This week’s format of hosting guest speakers was a bit different than our previous interviews. Rather than having the industry professionals and students remain at home, Katie Bell went into NYC to meet the directors of the Brownstone Gallery and Bureau Gallery and offer us a digital tour of their respective galleries.
Our first stop was the Brownstone Gallery where we met with director Jae Cho. While we interviewed Cho and learned about his emerging career, I was particularly interested in the Brownstone Gallery’s current exhibition Have a seat and let me tell you by Ariel Orozco.
What immediately drew my attention to Orozco’s work was his ability to take mundane, everyday objects and recontextualize them with different materials. In doing so, his exhibition forced me to take a closer look at what I would typically bypass and take a more active approach to things that are every day.
I saw this physically translated through Orozco’s use of ready-made objects, such as a street lamp and tail light. However, I tend to associate these ready-made objects with mobility and transportation. Cho explains that Orozco’s exhibition and this conceptual dichotomy were a direct response to quarantine and COVID-19.
On our way to meet Weston Lowe, the associate director of the Bureau Gallery, Katie Bell was explaining the different types of buildings galleries can reside in. Whether it be an industrial or more apartment-style building, many of the galleries we passed (including the Bureau Gallery) almost looked closed, as there was an obscured and private facade on each structure. As a result, these spaces felt very exclusive and, despite being open to the general public, only accessible to an elite few (which I am not a part of).
After looking at these exteriors, my likeness for Have a seat and let me tell you only grew. While the galleries we passed felt unwelcoming and disconnected from the audiences they were trying to reach, I felt that Orozco’s exhibit truly resonated with me and created a space that I could actively engage and connect with.
Having been in quarantine for the past six months, Orozco’s exhibit transported me back to a time where highway driving was a daily occurrence and, like the two street lights, my conversations and interactions with others primarily took place in a physical space.
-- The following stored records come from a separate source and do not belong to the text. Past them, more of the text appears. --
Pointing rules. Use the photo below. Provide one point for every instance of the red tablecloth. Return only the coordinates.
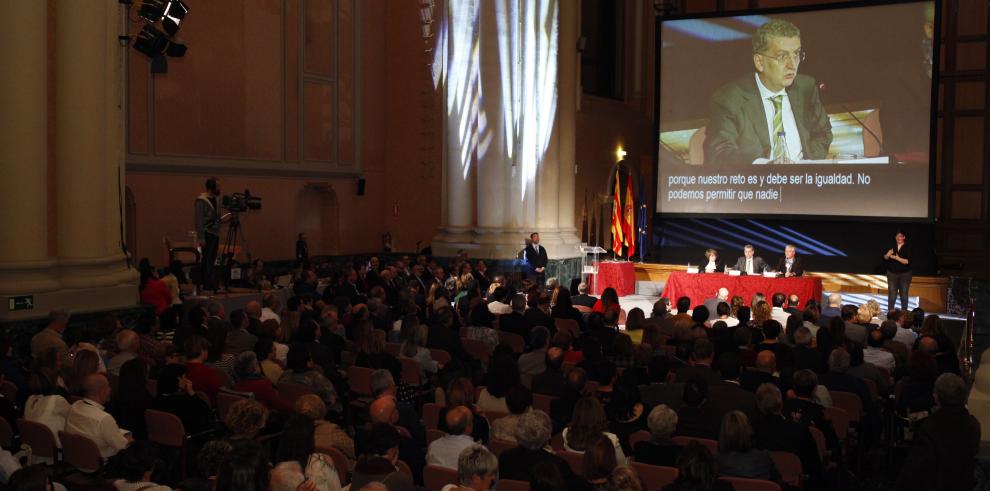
(700, 287)
(620, 275)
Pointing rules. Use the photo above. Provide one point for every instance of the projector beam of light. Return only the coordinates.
(527, 61)
(706, 30)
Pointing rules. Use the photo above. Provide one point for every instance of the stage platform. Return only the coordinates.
(929, 292)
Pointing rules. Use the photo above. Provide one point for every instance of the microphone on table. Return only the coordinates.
(821, 92)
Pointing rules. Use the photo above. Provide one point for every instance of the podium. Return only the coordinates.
(589, 264)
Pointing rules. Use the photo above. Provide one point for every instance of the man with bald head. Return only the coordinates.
(762, 373)
(947, 362)
(384, 410)
(551, 381)
(88, 417)
(444, 451)
(128, 342)
(239, 339)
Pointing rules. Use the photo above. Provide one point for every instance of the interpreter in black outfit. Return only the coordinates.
(302, 248)
(898, 262)
(790, 264)
(536, 258)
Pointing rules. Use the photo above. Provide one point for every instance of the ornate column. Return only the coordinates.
(522, 185)
(461, 93)
(567, 97)
(89, 152)
(25, 266)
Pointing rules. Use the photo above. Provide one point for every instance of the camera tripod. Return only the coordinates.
(229, 248)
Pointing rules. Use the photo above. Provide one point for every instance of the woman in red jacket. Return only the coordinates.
(154, 291)
(250, 379)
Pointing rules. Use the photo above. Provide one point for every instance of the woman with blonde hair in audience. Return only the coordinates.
(460, 392)
(761, 314)
(635, 322)
(325, 433)
(588, 423)
(477, 469)
(519, 400)
(245, 419)
(624, 478)
(45, 406)
(735, 303)
(264, 349)
(598, 463)
(415, 348)
(296, 451)
(696, 471)
(737, 455)
(272, 329)
(84, 363)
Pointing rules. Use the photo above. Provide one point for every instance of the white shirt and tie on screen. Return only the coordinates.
(780, 119)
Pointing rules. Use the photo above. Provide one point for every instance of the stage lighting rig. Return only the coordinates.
(154, 43)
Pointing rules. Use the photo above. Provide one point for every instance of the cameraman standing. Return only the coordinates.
(208, 231)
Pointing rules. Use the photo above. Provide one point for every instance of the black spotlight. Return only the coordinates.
(152, 10)
(151, 41)
(175, 11)
(154, 43)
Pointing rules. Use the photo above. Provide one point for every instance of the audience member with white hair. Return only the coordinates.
(659, 449)
(128, 342)
(477, 468)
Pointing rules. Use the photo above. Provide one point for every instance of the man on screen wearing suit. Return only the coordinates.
(536, 258)
(747, 114)
(790, 264)
(750, 263)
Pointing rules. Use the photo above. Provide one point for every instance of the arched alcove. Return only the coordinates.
(318, 216)
(130, 222)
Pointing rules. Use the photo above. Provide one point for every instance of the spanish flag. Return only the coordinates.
(630, 219)
(617, 225)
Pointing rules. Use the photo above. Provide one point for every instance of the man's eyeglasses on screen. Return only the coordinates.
(783, 58)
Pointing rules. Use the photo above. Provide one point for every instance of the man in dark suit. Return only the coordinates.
(712, 303)
(774, 432)
(582, 298)
(658, 391)
(480, 274)
(516, 322)
(750, 114)
(750, 263)
(790, 265)
(726, 395)
(442, 335)
(793, 305)
(562, 409)
(801, 408)
(804, 356)
(762, 372)
(551, 381)
(702, 356)
(530, 457)
(945, 443)
(836, 378)
(538, 313)
(536, 259)
(692, 419)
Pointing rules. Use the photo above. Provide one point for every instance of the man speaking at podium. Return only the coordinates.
(775, 113)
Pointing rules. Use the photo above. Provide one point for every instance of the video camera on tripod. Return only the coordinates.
(239, 202)
(235, 204)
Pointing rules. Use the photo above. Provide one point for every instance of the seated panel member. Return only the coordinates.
(712, 265)
(747, 114)
(750, 263)
(790, 264)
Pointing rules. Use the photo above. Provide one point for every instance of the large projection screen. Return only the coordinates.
(815, 112)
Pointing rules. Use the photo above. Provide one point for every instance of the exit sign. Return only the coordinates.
(23, 302)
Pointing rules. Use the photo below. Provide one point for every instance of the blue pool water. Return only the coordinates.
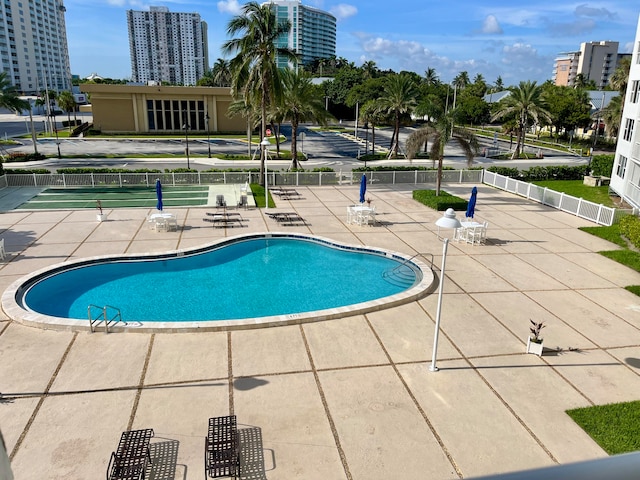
(251, 278)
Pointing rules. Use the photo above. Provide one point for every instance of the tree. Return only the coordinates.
(526, 103)
(440, 133)
(221, 73)
(399, 96)
(300, 103)
(461, 80)
(431, 77)
(254, 64)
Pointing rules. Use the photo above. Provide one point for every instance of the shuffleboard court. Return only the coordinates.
(128, 197)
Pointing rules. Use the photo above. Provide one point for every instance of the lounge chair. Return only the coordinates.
(221, 448)
(132, 457)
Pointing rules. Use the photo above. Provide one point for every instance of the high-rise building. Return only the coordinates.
(625, 178)
(312, 34)
(33, 45)
(595, 61)
(167, 47)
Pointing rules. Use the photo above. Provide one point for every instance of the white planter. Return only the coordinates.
(534, 347)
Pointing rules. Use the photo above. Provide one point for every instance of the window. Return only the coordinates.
(635, 91)
(622, 166)
(628, 129)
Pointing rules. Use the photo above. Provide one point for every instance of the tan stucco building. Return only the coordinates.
(161, 109)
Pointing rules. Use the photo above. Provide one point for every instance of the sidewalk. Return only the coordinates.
(351, 398)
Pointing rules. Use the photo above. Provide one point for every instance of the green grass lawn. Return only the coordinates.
(578, 189)
(625, 256)
(615, 427)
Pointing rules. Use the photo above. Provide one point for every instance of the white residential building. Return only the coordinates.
(167, 46)
(312, 34)
(595, 61)
(33, 45)
(625, 178)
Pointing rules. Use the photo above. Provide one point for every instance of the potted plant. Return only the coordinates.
(534, 342)
(101, 216)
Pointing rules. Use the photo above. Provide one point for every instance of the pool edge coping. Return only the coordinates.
(16, 312)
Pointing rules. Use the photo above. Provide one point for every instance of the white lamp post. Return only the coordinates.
(448, 220)
(264, 144)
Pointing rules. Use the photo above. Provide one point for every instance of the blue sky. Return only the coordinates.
(516, 40)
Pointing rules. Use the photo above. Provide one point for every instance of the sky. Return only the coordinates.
(516, 40)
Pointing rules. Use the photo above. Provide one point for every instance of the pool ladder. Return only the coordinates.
(101, 314)
(403, 275)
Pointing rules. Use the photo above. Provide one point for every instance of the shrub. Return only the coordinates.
(551, 172)
(602, 165)
(23, 157)
(630, 228)
(440, 202)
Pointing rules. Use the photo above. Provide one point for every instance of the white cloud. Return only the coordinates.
(229, 6)
(343, 11)
(490, 26)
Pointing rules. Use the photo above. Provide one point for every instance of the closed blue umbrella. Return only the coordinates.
(363, 187)
(471, 207)
(159, 194)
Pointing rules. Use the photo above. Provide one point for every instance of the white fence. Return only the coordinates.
(212, 178)
(595, 212)
(591, 211)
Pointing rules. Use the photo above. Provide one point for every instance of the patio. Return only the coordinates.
(343, 399)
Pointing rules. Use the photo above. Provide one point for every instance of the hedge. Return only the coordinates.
(440, 202)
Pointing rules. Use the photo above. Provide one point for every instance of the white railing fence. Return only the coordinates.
(595, 212)
(212, 178)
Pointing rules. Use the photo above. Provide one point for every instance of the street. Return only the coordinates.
(324, 148)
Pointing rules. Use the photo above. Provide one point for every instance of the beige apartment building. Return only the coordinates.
(161, 109)
(595, 61)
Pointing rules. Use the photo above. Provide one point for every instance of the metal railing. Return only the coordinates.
(595, 212)
(102, 316)
(212, 178)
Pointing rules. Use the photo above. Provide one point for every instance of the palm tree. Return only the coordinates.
(526, 103)
(300, 103)
(431, 77)
(399, 96)
(461, 80)
(440, 132)
(254, 65)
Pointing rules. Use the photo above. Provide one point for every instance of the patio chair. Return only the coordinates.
(221, 448)
(130, 460)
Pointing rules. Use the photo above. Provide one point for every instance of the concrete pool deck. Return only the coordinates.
(350, 398)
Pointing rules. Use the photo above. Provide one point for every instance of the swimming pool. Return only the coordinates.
(260, 279)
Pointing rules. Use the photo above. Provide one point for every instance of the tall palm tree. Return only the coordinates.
(431, 77)
(399, 96)
(300, 103)
(440, 133)
(526, 103)
(254, 64)
(221, 73)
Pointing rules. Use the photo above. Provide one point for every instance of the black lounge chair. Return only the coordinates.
(130, 460)
(221, 448)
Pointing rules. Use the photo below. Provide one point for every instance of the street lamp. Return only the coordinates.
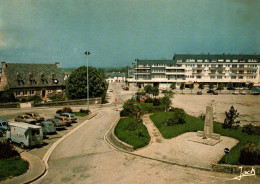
(87, 53)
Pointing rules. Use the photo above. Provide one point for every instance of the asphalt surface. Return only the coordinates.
(85, 157)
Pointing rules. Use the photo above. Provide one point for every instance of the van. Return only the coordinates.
(25, 134)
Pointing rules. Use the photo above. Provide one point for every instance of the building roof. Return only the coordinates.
(245, 57)
(43, 74)
(23, 125)
(115, 74)
(144, 62)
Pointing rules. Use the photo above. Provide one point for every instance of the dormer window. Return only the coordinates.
(44, 79)
(20, 79)
(54, 79)
(32, 79)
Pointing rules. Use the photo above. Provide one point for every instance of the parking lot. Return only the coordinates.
(248, 105)
(47, 113)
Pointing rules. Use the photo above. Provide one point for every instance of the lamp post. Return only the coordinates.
(87, 53)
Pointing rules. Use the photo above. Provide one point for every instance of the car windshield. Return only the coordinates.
(4, 123)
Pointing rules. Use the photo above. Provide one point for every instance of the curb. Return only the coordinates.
(50, 150)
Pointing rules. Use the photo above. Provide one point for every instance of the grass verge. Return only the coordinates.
(194, 124)
(12, 167)
(131, 136)
(81, 114)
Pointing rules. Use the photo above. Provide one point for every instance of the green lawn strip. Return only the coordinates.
(81, 114)
(12, 167)
(194, 124)
(130, 137)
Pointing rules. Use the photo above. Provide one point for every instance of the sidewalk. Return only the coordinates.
(153, 131)
(36, 169)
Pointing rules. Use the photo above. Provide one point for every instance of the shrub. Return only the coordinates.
(7, 150)
(250, 154)
(148, 100)
(156, 102)
(177, 110)
(67, 109)
(251, 129)
(86, 111)
(64, 109)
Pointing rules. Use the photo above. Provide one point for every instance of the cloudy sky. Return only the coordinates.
(118, 31)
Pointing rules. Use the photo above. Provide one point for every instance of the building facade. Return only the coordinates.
(27, 80)
(198, 68)
(115, 77)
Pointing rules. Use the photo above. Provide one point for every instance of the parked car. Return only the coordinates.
(3, 125)
(243, 93)
(210, 91)
(35, 116)
(26, 119)
(235, 93)
(65, 120)
(58, 123)
(199, 93)
(215, 93)
(70, 116)
(24, 134)
(47, 127)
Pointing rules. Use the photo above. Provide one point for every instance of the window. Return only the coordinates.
(24, 92)
(17, 93)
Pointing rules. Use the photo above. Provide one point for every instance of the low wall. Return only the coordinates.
(10, 105)
(116, 141)
(235, 169)
(69, 102)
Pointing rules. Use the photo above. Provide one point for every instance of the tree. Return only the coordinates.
(167, 102)
(182, 86)
(229, 121)
(191, 87)
(173, 86)
(230, 86)
(155, 91)
(250, 85)
(220, 87)
(77, 83)
(201, 86)
(148, 89)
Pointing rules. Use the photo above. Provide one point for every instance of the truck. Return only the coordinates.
(27, 135)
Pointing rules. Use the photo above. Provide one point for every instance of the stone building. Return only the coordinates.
(26, 80)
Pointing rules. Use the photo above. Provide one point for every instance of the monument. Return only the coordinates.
(207, 136)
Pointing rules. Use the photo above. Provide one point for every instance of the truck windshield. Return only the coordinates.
(35, 132)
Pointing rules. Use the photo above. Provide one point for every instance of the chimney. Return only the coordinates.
(57, 64)
(3, 64)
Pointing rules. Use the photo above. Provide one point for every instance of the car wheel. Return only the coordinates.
(22, 145)
(9, 141)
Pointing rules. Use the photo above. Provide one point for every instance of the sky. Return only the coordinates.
(117, 32)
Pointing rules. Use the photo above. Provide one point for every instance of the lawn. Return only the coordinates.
(131, 136)
(12, 167)
(81, 114)
(194, 124)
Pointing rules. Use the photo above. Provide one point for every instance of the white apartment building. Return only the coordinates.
(198, 68)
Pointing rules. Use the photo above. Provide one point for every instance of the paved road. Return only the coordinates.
(85, 157)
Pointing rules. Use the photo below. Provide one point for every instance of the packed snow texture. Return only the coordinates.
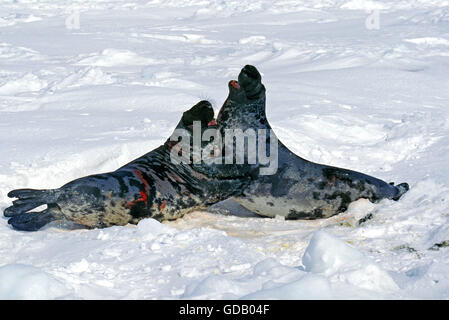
(87, 86)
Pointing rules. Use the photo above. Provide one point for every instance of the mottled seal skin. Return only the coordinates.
(300, 189)
(150, 186)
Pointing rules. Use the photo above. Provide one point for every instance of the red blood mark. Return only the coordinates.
(235, 84)
(144, 195)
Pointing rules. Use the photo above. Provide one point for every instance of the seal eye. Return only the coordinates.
(235, 84)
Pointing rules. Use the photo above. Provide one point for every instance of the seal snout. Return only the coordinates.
(251, 81)
(202, 111)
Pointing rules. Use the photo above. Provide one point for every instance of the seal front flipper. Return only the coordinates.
(29, 199)
(33, 221)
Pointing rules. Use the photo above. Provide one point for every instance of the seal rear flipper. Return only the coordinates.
(402, 188)
(33, 221)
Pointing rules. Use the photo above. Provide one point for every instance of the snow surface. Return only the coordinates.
(75, 102)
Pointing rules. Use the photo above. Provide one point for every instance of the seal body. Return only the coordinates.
(150, 186)
(299, 189)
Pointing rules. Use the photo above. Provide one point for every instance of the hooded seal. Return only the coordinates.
(299, 189)
(151, 186)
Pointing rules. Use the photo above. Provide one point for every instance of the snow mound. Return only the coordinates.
(24, 282)
(151, 228)
(333, 258)
(28, 82)
(309, 287)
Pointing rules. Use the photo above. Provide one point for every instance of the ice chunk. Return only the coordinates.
(25, 282)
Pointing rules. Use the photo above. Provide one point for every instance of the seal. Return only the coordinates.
(150, 186)
(299, 189)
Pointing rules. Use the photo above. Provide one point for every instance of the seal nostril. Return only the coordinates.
(235, 84)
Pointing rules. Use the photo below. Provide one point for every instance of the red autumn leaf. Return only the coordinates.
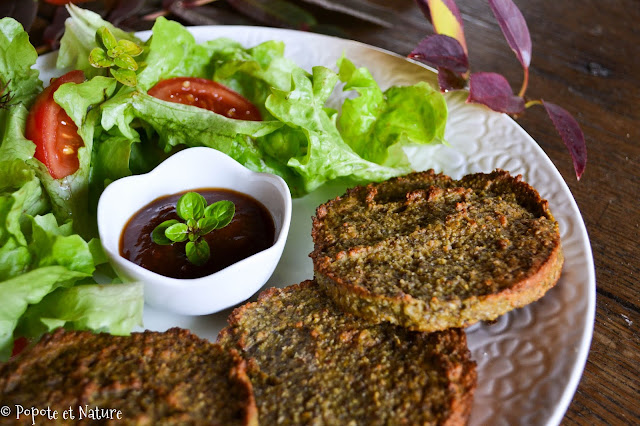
(493, 90)
(571, 135)
(514, 28)
(442, 51)
(449, 80)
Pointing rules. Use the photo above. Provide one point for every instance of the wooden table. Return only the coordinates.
(586, 58)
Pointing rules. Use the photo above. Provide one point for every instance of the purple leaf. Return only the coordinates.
(514, 28)
(571, 134)
(442, 51)
(449, 80)
(493, 90)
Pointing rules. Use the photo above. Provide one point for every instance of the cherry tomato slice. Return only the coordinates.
(52, 130)
(206, 94)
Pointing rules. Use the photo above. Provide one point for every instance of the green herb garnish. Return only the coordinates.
(117, 55)
(200, 220)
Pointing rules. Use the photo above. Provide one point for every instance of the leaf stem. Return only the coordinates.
(525, 82)
(532, 103)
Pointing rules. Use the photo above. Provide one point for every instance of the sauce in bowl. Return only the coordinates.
(250, 231)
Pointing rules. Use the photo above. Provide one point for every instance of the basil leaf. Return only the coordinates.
(99, 59)
(222, 212)
(198, 252)
(124, 76)
(158, 235)
(177, 232)
(191, 206)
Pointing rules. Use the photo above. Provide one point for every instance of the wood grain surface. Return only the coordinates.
(586, 58)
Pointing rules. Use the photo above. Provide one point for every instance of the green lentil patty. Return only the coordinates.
(170, 378)
(311, 363)
(428, 252)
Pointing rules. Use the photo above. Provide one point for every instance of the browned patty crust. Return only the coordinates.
(311, 363)
(428, 252)
(169, 378)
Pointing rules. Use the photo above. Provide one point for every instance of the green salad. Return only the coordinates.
(49, 252)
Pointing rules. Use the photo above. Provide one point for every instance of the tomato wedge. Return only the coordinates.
(206, 94)
(52, 130)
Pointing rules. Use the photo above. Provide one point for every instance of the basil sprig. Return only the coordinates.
(117, 56)
(199, 220)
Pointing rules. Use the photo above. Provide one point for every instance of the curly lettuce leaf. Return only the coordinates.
(323, 155)
(378, 124)
(80, 38)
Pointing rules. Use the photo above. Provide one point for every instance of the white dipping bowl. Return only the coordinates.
(195, 168)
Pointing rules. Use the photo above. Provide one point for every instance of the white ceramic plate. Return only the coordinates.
(529, 361)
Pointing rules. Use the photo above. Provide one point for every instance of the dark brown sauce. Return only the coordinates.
(251, 231)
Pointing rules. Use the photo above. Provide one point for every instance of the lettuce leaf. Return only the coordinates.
(46, 267)
(80, 38)
(378, 124)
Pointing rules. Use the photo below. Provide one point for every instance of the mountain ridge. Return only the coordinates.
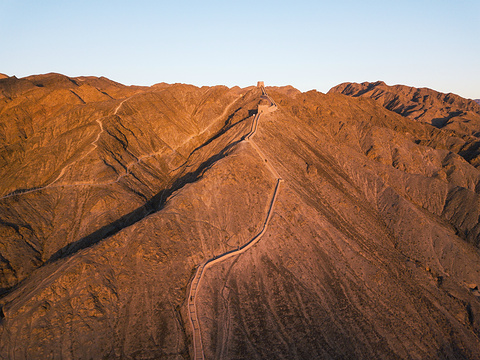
(373, 238)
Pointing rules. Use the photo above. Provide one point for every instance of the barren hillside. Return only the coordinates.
(112, 196)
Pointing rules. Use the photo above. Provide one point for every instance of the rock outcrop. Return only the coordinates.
(112, 195)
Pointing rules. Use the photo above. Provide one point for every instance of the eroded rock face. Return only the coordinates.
(112, 195)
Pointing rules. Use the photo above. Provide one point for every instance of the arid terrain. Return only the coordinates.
(351, 220)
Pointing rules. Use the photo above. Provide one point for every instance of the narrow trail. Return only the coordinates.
(198, 353)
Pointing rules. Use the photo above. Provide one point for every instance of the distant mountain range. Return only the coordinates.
(363, 206)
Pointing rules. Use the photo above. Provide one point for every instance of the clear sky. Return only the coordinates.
(307, 44)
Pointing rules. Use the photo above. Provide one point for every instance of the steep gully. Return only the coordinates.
(94, 146)
(198, 353)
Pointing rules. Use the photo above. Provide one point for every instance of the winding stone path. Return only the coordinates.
(198, 353)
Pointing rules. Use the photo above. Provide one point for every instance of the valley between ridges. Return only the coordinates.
(198, 353)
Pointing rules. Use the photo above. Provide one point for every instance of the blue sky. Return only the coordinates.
(307, 44)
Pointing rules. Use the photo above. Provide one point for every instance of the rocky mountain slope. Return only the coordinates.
(111, 196)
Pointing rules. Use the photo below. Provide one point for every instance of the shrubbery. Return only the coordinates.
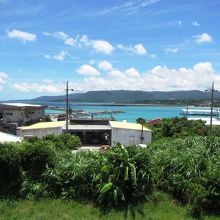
(10, 170)
(36, 157)
(189, 169)
(64, 141)
(179, 128)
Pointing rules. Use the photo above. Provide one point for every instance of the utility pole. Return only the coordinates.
(67, 105)
(212, 90)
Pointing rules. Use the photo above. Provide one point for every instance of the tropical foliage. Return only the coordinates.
(188, 169)
(179, 127)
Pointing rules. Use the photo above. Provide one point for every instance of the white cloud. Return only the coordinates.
(116, 74)
(136, 49)
(85, 40)
(177, 23)
(153, 56)
(44, 87)
(129, 7)
(60, 56)
(159, 78)
(132, 72)
(88, 70)
(3, 77)
(139, 49)
(203, 38)
(22, 35)
(102, 46)
(105, 65)
(62, 36)
(195, 24)
(172, 50)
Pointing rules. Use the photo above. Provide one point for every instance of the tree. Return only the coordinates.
(141, 121)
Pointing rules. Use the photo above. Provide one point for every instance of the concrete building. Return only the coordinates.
(20, 113)
(41, 129)
(129, 133)
(4, 137)
(93, 135)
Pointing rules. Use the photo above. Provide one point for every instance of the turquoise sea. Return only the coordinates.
(131, 112)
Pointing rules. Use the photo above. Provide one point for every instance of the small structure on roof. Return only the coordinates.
(4, 137)
(129, 133)
(41, 129)
(17, 114)
(93, 135)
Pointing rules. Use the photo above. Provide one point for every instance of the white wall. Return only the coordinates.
(39, 132)
(22, 115)
(129, 136)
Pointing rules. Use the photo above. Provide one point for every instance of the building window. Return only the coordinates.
(8, 113)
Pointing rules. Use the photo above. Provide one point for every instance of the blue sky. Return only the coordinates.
(151, 45)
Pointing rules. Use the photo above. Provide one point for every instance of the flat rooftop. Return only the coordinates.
(21, 105)
(42, 125)
(4, 137)
(127, 125)
(88, 127)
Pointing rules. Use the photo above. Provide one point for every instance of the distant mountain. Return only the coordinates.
(127, 96)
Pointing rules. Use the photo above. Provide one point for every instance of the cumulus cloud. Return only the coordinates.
(116, 74)
(178, 23)
(172, 50)
(195, 24)
(43, 87)
(159, 78)
(22, 35)
(3, 77)
(129, 7)
(102, 46)
(139, 49)
(62, 36)
(136, 49)
(203, 38)
(105, 65)
(88, 70)
(60, 56)
(132, 72)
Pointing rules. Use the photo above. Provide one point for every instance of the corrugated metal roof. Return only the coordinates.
(42, 125)
(21, 105)
(4, 137)
(127, 125)
(89, 127)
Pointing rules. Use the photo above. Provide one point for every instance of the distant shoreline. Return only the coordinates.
(120, 104)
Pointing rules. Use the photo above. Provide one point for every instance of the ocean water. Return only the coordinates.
(131, 112)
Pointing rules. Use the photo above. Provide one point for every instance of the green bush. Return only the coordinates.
(189, 169)
(179, 127)
(125, 177)
(64, 141)
(10, 169)
(36, 157)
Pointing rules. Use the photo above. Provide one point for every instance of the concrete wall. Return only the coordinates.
(14, 115)
(39, 132)
(129, 136)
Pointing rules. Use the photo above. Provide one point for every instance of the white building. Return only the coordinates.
(41, 129)
(20, 113)
(93, 135)
(129, 133)
(4, 137)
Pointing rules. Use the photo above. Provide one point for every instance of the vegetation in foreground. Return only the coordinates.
(123, 178)
(163, 209)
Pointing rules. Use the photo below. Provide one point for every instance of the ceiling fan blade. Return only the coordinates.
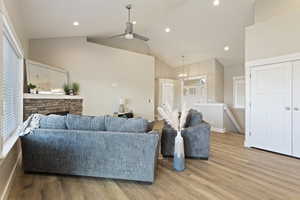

However, the ready-made mediums that Orozco employed brought me back to reality and were a reminder that the truck lights were only artificial replicas. Regardless, I felt drawn by Orozco’s static, yet dynamic, work that transformed my mundane perception of trucks and highways into something new.
Overall, I felt that Have a seat and let me tell you by Ariel Orozco fostered a newfound appreciation for conceptual art. I think what added to my positive experience was my interaction with Jae Cho. As press releases and postcards can only provide so much information, Cho’s insight on the exhibit further contextualized my gallery experience and shed new light on the way I perceive and understand conceptual art in the wake of the pandemic.